Baisse de la population carcérale
Face au risque de propagation du Covid-19 dans les prisons belges, les autorités ont adopté une série de mesures. 306 détenus ont ainsi vu leurs congés pénitentiaires prolongés. Au lieu des 36 heures de sortie prévues en temps normal, les détenus en question ne réintègreront leur cellule que le 5 avril. « Ce sont des détenus qui ont déjà été évalués positivement parce qu'ils se concentrent grandement sur leur réinsertion dans la société », précise Kathleen Van De Vijver.
Du côté des instances judiciaires, on s’adapte également à la situation. Les juges d’instruction réfléchiraient à deux fois avant de placer un suspect sous mandat d’arrêt, dans les cas où le placement en détention n’est pas absolument nécessaire, rapporte L’Echo. Toujours selon le quotidien, ces mesures, couplées à une multiplication du port de bracelet électronique (du moins quand le personnel nécessaire au placement de l’équipement n’est pas absent, pour cause de confinement) expliqueraient la baisse de la population carcérale belge, passée de 10.853 à 10.350 détenus, soit une baisse de 5% en l’espace de dix jours.
Appel de l’ONU
Une baisse qui ne serait toutefois pas suffisante.
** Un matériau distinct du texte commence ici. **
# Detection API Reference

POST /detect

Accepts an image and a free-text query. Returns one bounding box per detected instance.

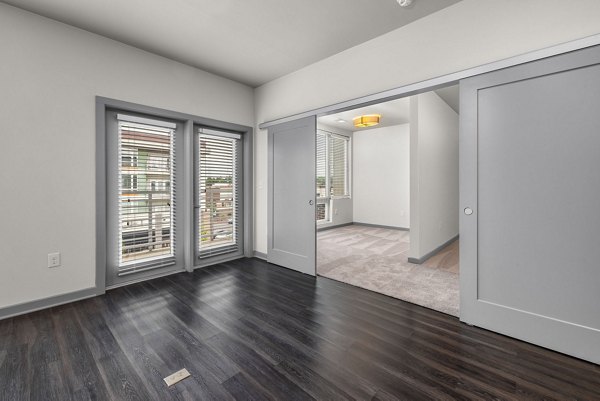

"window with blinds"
[316,130,350,222]
[197,128,242,259]
[117,115,175,274]
[328,134,350,196]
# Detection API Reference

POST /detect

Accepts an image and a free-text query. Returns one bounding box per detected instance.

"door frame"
[267,116,317,277]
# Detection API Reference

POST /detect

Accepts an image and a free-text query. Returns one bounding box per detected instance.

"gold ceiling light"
[352,114,381,128]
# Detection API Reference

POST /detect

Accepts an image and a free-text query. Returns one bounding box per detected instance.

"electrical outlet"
[48,252,60,267]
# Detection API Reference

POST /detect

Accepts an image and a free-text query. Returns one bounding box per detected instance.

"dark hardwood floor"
[0,259,600,401]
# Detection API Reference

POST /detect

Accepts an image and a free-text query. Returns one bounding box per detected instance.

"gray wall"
[255,0,600,252]
[0,3,254,308]
[408,92,459,259]
[352,124,410,228]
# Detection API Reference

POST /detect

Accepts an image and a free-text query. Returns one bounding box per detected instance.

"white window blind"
[316,131,329,221]
[329,134,349,196]
[316,130,350,222]
[117,115,176,275]
[197,129,242,258]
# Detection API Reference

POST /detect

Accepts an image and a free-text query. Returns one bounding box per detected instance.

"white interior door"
[460,47,600,363]
[267,116,317,276]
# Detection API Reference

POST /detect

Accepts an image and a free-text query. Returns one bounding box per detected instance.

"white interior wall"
[255,0,600,252]
[408,92,459,259]
[317,121,354,229]
[352,124,410,228]
[0,3,254,308]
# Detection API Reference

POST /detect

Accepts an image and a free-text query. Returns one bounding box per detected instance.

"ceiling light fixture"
[352,114,381,128]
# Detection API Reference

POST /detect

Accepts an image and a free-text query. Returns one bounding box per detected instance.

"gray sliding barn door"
[267,116,317,276]
[460,47,600,363]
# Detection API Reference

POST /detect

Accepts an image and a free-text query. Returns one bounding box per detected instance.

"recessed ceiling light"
[352,114,381,128]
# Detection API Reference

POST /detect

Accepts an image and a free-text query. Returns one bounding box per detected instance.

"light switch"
[48,252,60,267]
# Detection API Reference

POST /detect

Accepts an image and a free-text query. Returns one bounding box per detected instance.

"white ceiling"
[318,85,459,131]
[3,0,460,87]
[435,85,460,114]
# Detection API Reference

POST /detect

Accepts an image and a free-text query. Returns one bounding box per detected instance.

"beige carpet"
[317,225,459,316]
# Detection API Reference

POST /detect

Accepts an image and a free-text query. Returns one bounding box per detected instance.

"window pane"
[329,136,349,196]
[119,121,174,267]
[198,134,239,258]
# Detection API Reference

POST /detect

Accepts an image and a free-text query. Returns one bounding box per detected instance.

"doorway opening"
[316,85,459,316]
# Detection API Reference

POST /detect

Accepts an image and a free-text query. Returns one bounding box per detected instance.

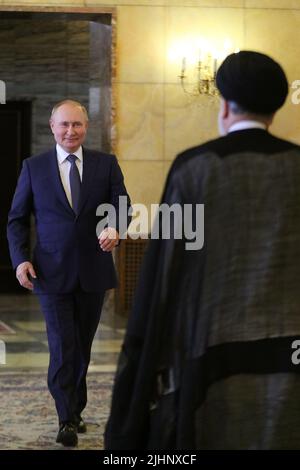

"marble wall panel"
[117,83,164,161]
[0,17,111,154]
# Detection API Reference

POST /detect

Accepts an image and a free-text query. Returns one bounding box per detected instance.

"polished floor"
[0,292,126,374]
[0,291,126,450]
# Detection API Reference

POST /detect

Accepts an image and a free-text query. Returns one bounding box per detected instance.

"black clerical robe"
[105,129,300,449]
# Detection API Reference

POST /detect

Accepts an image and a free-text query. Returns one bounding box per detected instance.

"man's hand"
[16,261,36,290]
[98,227,120,251]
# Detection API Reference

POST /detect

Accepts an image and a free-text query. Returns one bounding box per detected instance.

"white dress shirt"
[228,119,267,132]
[56,144,83,207]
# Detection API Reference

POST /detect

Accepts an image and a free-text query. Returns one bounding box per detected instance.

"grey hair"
[50,100,89,121]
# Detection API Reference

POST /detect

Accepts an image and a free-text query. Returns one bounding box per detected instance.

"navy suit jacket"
[7,148,130,293]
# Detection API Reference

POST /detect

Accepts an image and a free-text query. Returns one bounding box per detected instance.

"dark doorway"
[0,101,31,293]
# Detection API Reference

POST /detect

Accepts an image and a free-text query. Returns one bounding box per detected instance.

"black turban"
[216,51,288,114]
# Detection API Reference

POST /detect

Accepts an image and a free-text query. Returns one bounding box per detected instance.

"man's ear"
[220,98,229,119]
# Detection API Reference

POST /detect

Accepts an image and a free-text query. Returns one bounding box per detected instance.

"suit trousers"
[38,287,105,423]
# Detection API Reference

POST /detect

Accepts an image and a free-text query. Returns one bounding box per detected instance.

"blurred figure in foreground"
[105,51,300,449]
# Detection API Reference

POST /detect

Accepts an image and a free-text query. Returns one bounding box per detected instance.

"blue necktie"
[67,154,81,215]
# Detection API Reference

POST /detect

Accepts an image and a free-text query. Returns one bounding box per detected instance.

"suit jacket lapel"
[78,148,98,214]
[49,147,74,215]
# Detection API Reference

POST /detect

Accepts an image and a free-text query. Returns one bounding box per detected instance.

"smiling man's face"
[50,103,88,153]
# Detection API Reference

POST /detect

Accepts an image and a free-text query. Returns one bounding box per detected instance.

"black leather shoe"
[56,423,78,447]
[76,416,87,434]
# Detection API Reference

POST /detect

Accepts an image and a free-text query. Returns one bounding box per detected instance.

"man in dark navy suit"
[8,100,130,446]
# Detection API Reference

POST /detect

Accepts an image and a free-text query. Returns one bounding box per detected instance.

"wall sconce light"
[178,39,238,96]
[179,53,218,96]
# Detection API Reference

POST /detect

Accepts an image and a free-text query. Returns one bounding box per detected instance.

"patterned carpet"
[0,372,113,450]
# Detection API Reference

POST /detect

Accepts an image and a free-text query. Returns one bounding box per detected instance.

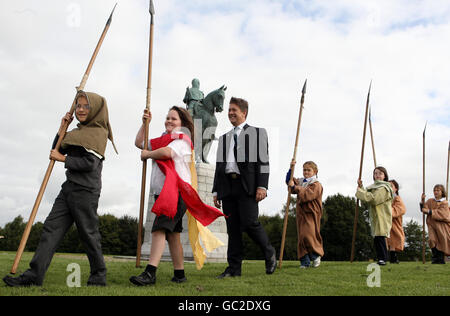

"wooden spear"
[422,122,428,264]
[369,107,378,168]
[350,81,372,263]
[278,80,308,269]
[445,141,450,200]
[136,0,155,268]
[11,3,117,274]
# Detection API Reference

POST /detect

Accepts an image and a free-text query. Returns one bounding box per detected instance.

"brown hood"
[61,91,117,157]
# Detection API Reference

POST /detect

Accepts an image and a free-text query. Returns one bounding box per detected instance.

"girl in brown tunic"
[289,161,324,268]
[387,180,406,263]
[421,184,450,264]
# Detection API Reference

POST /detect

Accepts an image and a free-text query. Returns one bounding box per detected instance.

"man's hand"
[213,195,222,209]
[49,149,66,162]
[141,150,151,161]
[59,112,73,135]
[256,188,267,202]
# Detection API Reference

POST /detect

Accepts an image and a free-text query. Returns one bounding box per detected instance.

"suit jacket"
[213,124,270,200]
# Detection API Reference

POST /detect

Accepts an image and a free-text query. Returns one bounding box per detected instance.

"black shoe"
[217,268,241,279]
[3,274,39,287]
[170,276,187,283]
[266,253,277,274]
[130,271,156,286]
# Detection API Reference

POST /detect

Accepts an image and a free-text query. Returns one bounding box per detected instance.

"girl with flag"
[130,106,223,286]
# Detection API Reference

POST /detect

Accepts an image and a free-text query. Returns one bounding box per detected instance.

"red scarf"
[150,134,225,226]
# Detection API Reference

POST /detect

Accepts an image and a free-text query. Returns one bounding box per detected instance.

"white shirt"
[213,122,267,196]
[149,133,191,195]
[225,122,247,174]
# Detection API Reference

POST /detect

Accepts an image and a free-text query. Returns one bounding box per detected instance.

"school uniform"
[3,91,117,286]
[356,181,394,264]
[149,133,191,233]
Dans une carte blanche publiée par Le vif, l’asbl Genepi Belgique, à qui s’est joint de nombreuses autres associations, avocats et chercheurs, demande à la Belgique la libération de « toutes les personnes détenues vulnérables (en raison de leur âge ou de leur état de santé général) ». Un défi technique, reconnait Genepi Belgique, puisque cela implique « de s’assurer que les personnes libérées puissent disposer, à l’extérieur, des ressources humaines et matérielles suffisantes en ces temps de confinement généralisé et de mettre ces ressources à leur disposition si leur environnement extérieur est en défaut ».
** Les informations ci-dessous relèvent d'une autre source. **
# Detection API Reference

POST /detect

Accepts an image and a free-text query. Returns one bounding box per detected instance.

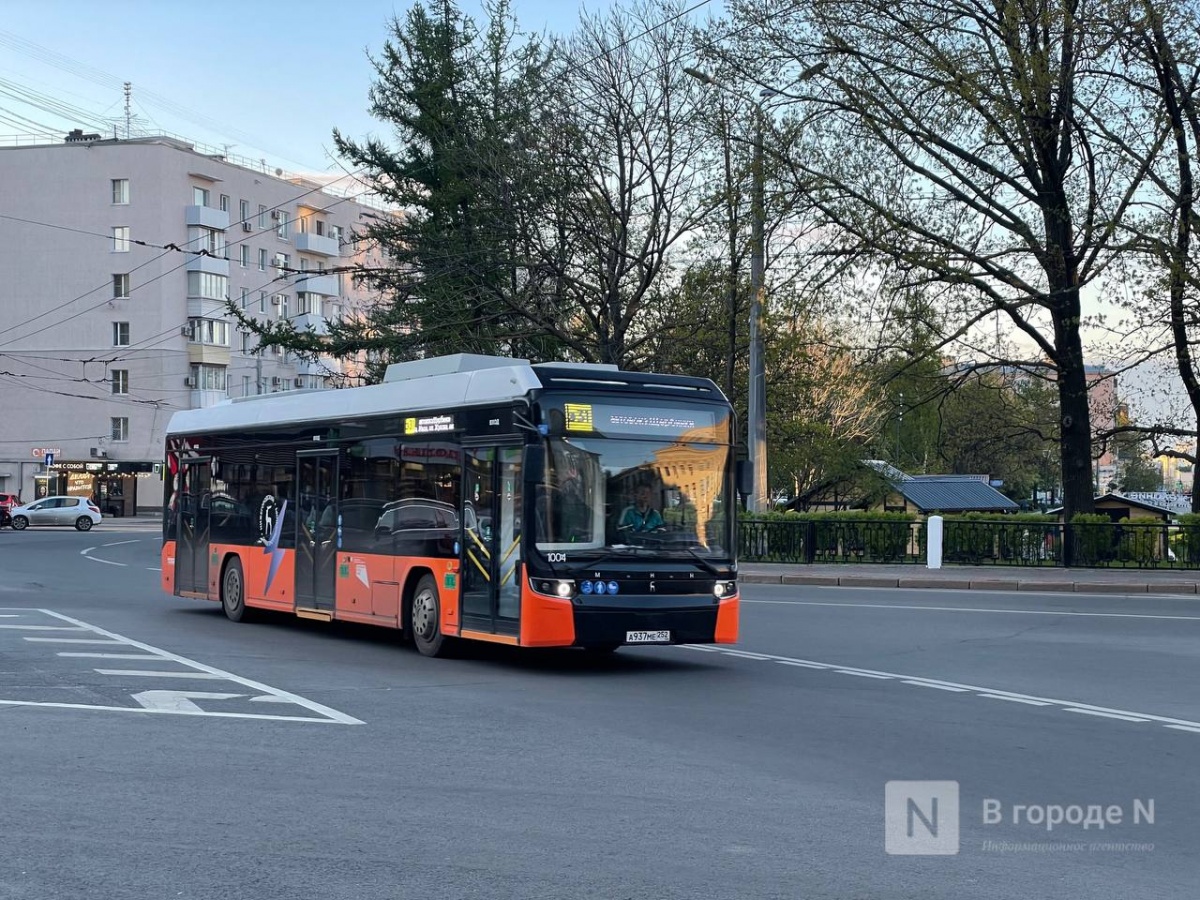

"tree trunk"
[1054,296,1096,522]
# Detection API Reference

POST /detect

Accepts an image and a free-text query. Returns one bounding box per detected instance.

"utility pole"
[746,103,769,512]
[683,62,829,512]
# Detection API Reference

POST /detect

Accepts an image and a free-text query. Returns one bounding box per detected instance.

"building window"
[187,272,229,300]
[296,294,320,316]
[187,227,224,257]
[192,362,228,391]
[187,319,229,347]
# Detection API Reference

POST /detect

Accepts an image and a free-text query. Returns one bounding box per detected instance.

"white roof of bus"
[167,354,541,434]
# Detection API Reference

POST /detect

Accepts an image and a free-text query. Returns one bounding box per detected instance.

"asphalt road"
[0,523,1200,900]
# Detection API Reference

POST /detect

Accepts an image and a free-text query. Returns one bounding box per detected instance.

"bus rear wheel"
[408,575,446,656]
[221,557,251,622]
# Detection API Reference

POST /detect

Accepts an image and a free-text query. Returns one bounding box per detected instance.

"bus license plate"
[625,631,671,643]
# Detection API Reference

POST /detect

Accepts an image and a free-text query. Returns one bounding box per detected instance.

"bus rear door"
[175,458,212,598]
Sur le plan international aussi, la situation dans les prisons inquiète. La Haut-Commissaire aux droits de l’Homme de l’ONU, Michelle Bachelet, a appelé mercredi à la libération urgente de détenus à travers le monde, pour éviter des « ravages » causés par la pandémie. Pour Michelle Bachelet, les autorités compétentes doivent « travailler rapidement pour réduire le nombre de personnes en détention », en libérant par exemple « les détenus les plus âgés et ceux malades, ainsi que les délinquants présentant un risque faible ».